Numerous global TMT companies have set up RHQs in Singapore, including Microsoft, LinkedIn and Cisco Systems, attracted by the Republic’s excellent network connectivity, noted the report. Social networking giant Twitter set up its Asia-Pacific headquarters in Singapore last year and HubSpot, an in-bound marketing and software company, also chose the Republic for its RHQ.

Like Hong Kong, Singapore has long been attractive to foreign investors with its tax-friendly incentives, a transparent legal framework, skilled workforce and excellent infrastructure. However, the report noted the Republic is the only economy in Asia, and one of only two in the Asia Pacific, along with Australia, that retains an AAA credit rating from all three ratings agencies. It is also helped by being in the same time zone as key Asian markets, such as China and Malaysia, with many of its residents bilingual in English and Mandarin or Malay.

In the past, the main challenge for Singapore as an RHQ location has been its distance from China, but this is now balanced by its status as a gateway to the growing South-east Asia region and its emerging position as a bridge between India and China, said the report.

Hong Kong both benefits and suffers from being on China’s doorstep. Its location gives ready access to the world’s manufacturing hub and a rapidly growing consumer market, but Cushman & Wakefield said there is an increasing number of MNCs who choose to locate major operational centres on both sides of the border, giving Shanghai increasing viability as an RHQ location.

Still, Hong Kong, in contrast to Shanghai, has one of the most competitive tax systems in the world, with low headline rates and ease of administration. A talented pool of qualified English-speaking professionals remains a major plus for Hong Kong and has helped make the city a major destination for international RHQs. Unfettered growth has its downside, though, and residential prices are very high, making living in Hong Kong costly, while operational costs for businesses are steep, noted the report.

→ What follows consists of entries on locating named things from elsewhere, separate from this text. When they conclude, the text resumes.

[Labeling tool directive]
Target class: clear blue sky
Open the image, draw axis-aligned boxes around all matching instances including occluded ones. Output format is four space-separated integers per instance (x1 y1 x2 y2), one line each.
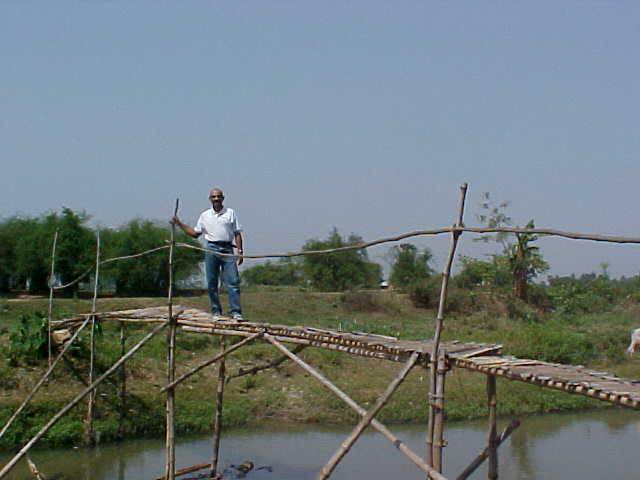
0 0 640 275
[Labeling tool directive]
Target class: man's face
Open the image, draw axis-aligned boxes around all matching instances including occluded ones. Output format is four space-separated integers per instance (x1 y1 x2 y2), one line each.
209 189 224 212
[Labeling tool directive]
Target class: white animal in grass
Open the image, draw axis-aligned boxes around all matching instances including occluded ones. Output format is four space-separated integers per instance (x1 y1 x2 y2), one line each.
627 328 640 356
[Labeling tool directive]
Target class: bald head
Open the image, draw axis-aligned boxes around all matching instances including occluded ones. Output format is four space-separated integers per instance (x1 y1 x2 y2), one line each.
209 187 224 212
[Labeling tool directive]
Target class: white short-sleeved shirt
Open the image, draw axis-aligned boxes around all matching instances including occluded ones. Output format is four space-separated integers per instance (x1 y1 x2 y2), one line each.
194 207 242 242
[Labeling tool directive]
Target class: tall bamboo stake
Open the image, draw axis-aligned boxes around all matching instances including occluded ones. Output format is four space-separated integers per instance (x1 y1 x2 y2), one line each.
487 375 498 480
264 334 446 480
84 230 100 446
433 350 447 472
209 337 225 477
117 322 127 440
426 183 467 472
165 198 180 480
0 317 91 438
47 228 58 367
318 352 420 480
0 322 168 480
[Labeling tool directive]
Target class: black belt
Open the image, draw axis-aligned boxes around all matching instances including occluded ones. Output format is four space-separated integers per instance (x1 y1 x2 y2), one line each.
209 240 233 248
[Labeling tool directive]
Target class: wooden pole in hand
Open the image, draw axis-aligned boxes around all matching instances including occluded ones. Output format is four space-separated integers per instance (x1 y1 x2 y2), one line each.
210 337 226 477
47 229 58 367
165 198 180 480
84 230 100 446
426 183 467 476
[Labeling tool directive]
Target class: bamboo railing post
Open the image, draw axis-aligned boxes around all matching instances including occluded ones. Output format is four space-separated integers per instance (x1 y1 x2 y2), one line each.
0 317 91 438
209 337 226 477
47 228 58 367
165 198 180 480
117 322 127 440
84 230 100 446
0 322 168 480
264 334 446 480
317 352 420 480
433 350 447 472
487 375 498 480
426 183 467 471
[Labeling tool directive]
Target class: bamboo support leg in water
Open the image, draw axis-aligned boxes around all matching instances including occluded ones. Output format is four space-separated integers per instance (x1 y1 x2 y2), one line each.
47 229 58 367
264 334 446 480
487 375 498 480
0 323 167 479
456 418 520 480
0 317 90 438
433 350 447 472
210 337 225 477
318 352 419 480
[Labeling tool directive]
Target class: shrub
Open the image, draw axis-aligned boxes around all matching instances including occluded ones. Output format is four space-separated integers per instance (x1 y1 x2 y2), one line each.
6 313 48 365
409 276 441 308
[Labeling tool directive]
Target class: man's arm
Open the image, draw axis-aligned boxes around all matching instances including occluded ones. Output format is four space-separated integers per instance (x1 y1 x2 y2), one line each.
235 232 244 265
169 217 200 238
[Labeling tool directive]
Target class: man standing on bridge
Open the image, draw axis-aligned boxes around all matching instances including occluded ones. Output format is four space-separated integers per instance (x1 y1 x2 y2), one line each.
171 187 244 322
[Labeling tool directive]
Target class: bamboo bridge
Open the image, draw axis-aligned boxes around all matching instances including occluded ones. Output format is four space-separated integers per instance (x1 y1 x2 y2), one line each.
0 184 640 480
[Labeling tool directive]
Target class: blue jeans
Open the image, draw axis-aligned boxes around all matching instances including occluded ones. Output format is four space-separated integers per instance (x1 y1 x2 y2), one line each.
204 242 242 315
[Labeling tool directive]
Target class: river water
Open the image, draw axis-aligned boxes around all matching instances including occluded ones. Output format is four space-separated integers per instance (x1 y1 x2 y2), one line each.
0 409 640 480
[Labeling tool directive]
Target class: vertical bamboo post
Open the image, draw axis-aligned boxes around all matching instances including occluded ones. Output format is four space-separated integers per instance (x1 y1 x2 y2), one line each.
117 322 127 440
433 350 447 472
84 230 100 446
47 228 58 368
165 198 180 480
426 183 467 476
487 375 498 480
210 336 226 477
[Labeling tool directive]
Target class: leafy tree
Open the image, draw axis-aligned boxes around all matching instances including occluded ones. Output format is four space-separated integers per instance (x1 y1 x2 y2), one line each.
477 192 549 300
302 227 382 291
389 243 433 289
242 258 303 285
101 219 202 295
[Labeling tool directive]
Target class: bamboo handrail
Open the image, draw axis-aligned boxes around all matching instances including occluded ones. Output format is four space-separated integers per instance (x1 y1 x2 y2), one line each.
226 345 309 383
317 352 420 480
264 334 446 480
47 228 58 367
0 322 168 479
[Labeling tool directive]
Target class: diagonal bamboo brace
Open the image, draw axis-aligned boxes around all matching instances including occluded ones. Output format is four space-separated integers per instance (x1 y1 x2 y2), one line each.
0 322 169 479
264 334 446 480
318 352 420 480
456 418 520 480
160 332 263 392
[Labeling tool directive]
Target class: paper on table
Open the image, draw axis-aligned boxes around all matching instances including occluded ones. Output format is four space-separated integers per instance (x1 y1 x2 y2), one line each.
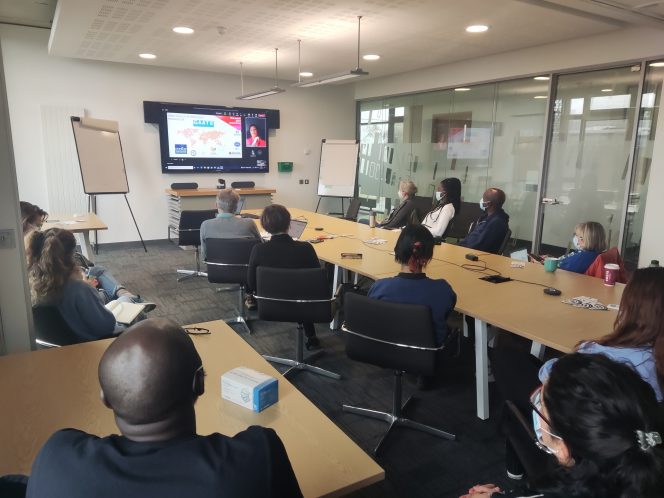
106 300 145 325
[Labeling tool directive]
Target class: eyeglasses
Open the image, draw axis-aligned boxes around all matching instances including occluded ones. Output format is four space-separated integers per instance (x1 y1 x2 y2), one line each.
530 386 562 455
184 327 211 335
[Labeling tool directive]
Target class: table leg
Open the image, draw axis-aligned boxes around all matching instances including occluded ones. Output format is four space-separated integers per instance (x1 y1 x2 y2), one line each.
475 318 489 420
330 265 343 330
530 341 546 360
74 230 95 263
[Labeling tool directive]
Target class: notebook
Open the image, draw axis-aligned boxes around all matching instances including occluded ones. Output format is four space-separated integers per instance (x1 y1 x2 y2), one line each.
288 220 307 240
106 300 146 325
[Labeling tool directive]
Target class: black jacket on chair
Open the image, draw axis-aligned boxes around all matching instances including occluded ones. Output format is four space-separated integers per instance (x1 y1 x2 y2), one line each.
377 199 416 229
247 233 320 290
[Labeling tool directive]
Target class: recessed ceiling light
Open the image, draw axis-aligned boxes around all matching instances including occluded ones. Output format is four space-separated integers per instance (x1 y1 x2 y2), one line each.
466 24 489 33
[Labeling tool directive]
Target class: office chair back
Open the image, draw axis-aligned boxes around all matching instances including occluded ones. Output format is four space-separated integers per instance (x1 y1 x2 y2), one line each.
205 238 261 284
178 209 217 247
445 202 484 239
410 195 433 224
344 197 362 221
32 305 83 348
342 294 441 375
256 266 334 323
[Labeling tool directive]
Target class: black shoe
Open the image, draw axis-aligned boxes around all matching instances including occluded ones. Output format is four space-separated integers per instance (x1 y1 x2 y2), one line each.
304 335 320 351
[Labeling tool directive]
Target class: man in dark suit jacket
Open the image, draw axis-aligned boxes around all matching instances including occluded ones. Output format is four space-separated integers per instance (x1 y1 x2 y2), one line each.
27 319 302 498
376 180 417 230
247 204 320 349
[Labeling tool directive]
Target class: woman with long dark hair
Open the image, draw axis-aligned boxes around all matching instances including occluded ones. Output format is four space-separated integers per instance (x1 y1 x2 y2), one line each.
26 228 122 342
369 225 456 345
422 178 461 237
464 353 664 498
539 268 664 401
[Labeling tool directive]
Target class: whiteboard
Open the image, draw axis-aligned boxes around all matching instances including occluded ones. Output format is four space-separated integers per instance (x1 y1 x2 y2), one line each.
71 116 129 194
318 139 360 197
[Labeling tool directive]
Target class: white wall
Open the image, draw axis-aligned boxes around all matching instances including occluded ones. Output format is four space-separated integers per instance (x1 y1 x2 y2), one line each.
355 28 664 266
0 25 355 242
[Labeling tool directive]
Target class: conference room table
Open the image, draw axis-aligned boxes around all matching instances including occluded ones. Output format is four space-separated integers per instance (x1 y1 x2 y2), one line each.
252 208 624 420
0 321 385 497
42 213 108 262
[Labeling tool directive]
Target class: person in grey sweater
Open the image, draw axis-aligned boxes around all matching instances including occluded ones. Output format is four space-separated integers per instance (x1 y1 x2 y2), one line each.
26 228 123 342
201 188 261 261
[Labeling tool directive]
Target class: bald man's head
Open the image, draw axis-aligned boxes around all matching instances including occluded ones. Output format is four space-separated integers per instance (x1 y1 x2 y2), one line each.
99 318 203 425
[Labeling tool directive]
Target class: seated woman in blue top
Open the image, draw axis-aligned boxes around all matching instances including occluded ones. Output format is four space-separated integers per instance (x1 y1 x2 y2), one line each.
539 268 664 401
369 225 456 346
26 228 126 342
558 221 607 273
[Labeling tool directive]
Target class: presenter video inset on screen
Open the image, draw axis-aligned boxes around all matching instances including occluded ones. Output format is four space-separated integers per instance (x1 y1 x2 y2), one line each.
244 118 267 147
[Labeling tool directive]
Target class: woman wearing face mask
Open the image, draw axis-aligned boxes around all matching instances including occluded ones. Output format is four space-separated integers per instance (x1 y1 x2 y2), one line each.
422 178 461 237
558 221 607 273
376 180 417 230
463 353 664 498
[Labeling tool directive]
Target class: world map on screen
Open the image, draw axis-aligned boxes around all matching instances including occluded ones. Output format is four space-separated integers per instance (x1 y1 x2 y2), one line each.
167 112 242 158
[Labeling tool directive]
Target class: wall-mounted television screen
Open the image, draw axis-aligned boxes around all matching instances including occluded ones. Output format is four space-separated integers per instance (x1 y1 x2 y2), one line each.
153 103 269 173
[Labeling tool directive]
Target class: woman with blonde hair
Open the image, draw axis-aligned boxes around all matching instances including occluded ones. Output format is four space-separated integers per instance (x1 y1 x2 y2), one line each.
376 180 417 230
26 228 122 342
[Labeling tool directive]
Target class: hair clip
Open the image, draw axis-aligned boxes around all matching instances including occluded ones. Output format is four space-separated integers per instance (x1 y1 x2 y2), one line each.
636 430 662 451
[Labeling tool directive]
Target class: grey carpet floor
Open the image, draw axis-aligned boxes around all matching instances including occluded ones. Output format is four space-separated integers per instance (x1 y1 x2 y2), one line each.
97 241 510 498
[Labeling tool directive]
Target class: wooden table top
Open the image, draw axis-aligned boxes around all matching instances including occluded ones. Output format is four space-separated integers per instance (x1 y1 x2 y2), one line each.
0 321 384 497
248 208 625 352
166 187 277 197
42 213 108 233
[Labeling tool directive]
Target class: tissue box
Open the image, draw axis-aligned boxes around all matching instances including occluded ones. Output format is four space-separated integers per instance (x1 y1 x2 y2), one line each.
221 367 279 412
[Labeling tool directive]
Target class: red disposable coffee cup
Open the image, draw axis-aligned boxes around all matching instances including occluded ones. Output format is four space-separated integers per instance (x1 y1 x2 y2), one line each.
604 263 620 287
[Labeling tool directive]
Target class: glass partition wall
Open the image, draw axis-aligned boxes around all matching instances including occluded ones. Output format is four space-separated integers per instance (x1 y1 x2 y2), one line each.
358 62 664 268
358 78 548 253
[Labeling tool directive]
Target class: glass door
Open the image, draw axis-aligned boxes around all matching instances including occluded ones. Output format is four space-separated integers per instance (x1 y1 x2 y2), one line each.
535 65 641 256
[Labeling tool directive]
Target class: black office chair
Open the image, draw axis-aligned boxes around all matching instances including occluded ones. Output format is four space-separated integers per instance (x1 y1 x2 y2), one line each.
445 202 484 240
343 197 362 221
410 195 433 225
177 209 217 282
341 293 456 455
255 266 341 380
205 238 261 334
32 305 113 349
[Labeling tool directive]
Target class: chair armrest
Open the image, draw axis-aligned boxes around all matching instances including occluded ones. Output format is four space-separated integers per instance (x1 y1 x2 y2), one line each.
341 322 445 351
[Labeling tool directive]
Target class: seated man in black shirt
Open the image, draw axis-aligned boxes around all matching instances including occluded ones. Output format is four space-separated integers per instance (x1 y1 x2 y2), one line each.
459 188 510 254
27 319 302 498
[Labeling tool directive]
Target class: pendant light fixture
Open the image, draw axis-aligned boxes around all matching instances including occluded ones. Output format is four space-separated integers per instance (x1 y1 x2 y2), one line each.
293 16 369 88
237 48 286 100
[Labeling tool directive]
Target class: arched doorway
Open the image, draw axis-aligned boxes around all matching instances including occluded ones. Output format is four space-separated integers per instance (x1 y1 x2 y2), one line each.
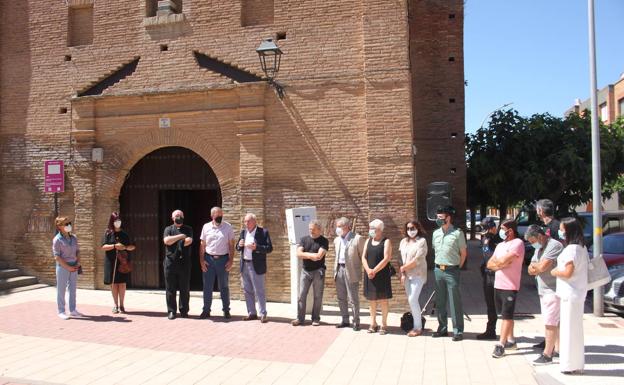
119 147 221 290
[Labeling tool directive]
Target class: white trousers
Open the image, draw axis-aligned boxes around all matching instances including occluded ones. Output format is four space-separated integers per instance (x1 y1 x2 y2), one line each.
559 299 585 372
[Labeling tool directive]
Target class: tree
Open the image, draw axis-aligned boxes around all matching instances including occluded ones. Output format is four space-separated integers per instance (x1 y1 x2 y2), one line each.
466 110 624 216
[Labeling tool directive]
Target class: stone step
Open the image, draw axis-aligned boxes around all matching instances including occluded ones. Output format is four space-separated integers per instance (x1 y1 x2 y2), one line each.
0 283 48 295
0 275 39 290
0 269 22 279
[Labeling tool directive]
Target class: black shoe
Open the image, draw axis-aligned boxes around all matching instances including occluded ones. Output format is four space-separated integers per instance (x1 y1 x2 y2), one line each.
533 354 552 366
336 322 349 329
492 344 505 358
477 330 496 340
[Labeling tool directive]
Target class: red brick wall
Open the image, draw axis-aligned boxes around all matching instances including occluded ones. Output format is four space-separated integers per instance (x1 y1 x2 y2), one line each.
0 0 465 308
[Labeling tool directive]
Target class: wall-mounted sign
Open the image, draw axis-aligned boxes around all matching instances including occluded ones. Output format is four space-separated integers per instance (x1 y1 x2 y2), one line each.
158 118 171 128
43 160 65 192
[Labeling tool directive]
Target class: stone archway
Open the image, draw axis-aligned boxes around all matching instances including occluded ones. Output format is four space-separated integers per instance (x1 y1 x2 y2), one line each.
119 147 222 290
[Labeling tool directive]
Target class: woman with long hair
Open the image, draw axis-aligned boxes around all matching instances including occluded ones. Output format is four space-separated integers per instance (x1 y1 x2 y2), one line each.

Direct access into China has been the main propulsion behind the rise of Shanghai, though it has also been aided by its diverse economic base, access to local talent and the fact that it is the commercial heart of China, said the report. However, the cost of land and cost of leasing prime properties are concerns, as are rising salaries and mounting local business competition.

The top three — Singapore, Hong Kong and Shanghai — are stepping up efforts to continue to attract and accommodate RHQs, noted the report. The Singapore government is encouraging development of space outside the CBD in areas such as Jurong Gateway, Changi Business Park and Paya Lebar Central. Likewise, Hong Kong is addressing office space shortages by means such as decentralisation to Kowloon East and Kowloon West. Shanghai has no shortage of space and new industry hubs are being developed to boost the city’s development.

Meanwhile, the RHQ model is changing and adapting to economic development in the Asia-Pacific region, with many companies moving from the “one size fits all” approach to a “multi-nodal” one, noted the report.

Dr Brown said: “As the region continues to develop and advance, opportunities in emerging markets will begin to appear. For example, the rise and improving maturity of ASEAN economies is likely to offer substantial opportunities, not least because occupancy costs per workstation in Bangkok and Kuala Lumpur are less than a third of those in Singapore.”